Los seres humanos tenemos atracción por las noticias que podríamos calificar de negativas. Cabecear la plana “Realiza acrobacia sin novedad”, difícilmente llamaría la atención, a menos que supiéramos que había algún impedimento para no haberlo hecho: “… a pesar de no tener piernas”. En el cuento literario, parte de su efectividad radica en el nudo o conflicto al que el o los personajes se enfrentan. En la narrativa de historias, el hilo de tensión consiste en ese problema sin resolver. Lo saben bien los guionistas de televisión y cine.

Las razones de nuestro imán con la información negativa existen desde tiempos cavernarios. Los cazadores regresaban al campamento luego de extenuantes jornadas, encendían una fogata y alrededor de ella se reunían más individuos de la comunidad, escuchaban sus historias con profundo interés para saber cómo uno de ellos se había ahogado al cruzar un río caudaloso o cómo otro había sido mordido por una serpiente mortal, no por morbo ni por schadenfreude, lo hacían por la razón más importante de todas: la sobrevivencia. A través del éxito o infortunio de otros acumulamos instrucciones para estar preparados en circunstancias análogas. El principio es tan antiguo como vigente.

Muchas personas externan que prefieren las “buenas noticias” a las “malas noticias” en los periódicos. Incluso califican a muchos de “amarillistas”. Hay, sin embargo, una contradicción entre el decir y el hacer. La inclinación que tenemos por lo que llamamos “malas noticias” es biológicamente necesaria. Piensa, por ejemplo, que de un día para otro dejas de tener “malas noticias”. Los medios destacan -nada más- las nuevas flores recién brotadas en los viveros, las listas de los mejores estudiantes de educación superior, ningún político incumple, y así, todas las noticias, por radio, televisión, internet, no hablan de otra cosa más que del mundo maravilloso que es tu ciudad. En ese paisaje utópico un buen día eres asaltado en una zona de la ciudad donde no sabías sus riesgos.

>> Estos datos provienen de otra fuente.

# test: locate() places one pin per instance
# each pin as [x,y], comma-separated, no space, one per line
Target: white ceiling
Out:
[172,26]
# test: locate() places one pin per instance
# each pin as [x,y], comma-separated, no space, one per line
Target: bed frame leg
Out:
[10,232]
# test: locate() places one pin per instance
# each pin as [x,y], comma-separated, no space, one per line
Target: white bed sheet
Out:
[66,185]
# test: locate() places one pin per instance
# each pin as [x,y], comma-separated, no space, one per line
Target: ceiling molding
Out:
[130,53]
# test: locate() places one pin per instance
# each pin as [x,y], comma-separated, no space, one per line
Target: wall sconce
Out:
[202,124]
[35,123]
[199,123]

Imagina que transitarás una carretera que no conoces y te ofrecen tres guías: una contiene los puntos hermosos del camino, otra tiene sólo los puntos de peligro y riesgos a evitar, y la otra es una combinación de ambas. Difícilmente escogerás las dos primeras. No es entonces que seas una persona negativa porque te atraen los infortunios, eres una persona normal.

Aunque digamos lo contrario, necesitamos las “malas noticias” para estar prevenidos. Por esta razón el gas LP tiene un olor añadido, nos alerta.

En “Arkangel”, episodio de Black Mirror, una mamá hace que a su pequeña hija le implanten en el cerebro una tecnología que censura de sus sentidos cualquier elemento violento u obsceno en su vida. La madre pretende que su hija crezca sin influencia de lo negativo. Así, cuando hay una pelea en la escuela, la niña ve una escena borrosa, pixelada. Cuando camina en la banqueta y un perro bravo le ladra amenazante detrás de una cerca, ella no lo escucha, además, es incapaz de notar esos afilados colmillos. La hija crece sin conocer las señales de peligro. Es incapaz de ver el rostro de su abuelo sufriendo un ataque cardiaco como para pedir ayuda. En su futuro tampoco sabrá cómo reaccionar ante las drogas o una hemorragia. Es como un organismo sin anticuerpos a merced de virus y bacterias.

¿Podrían las “malas noticias” en realidad ser “buenas noticias” en la medida que nos preparan para sobrevivir? Tal vez habría que repensar nuestros convencionalismos y valorar que hay cosas que necesitamos saber y reetiquetar. La habilidad para procesar la información es, quizá, el fuego del sapiens contemporáneo. No hay que quemarnos.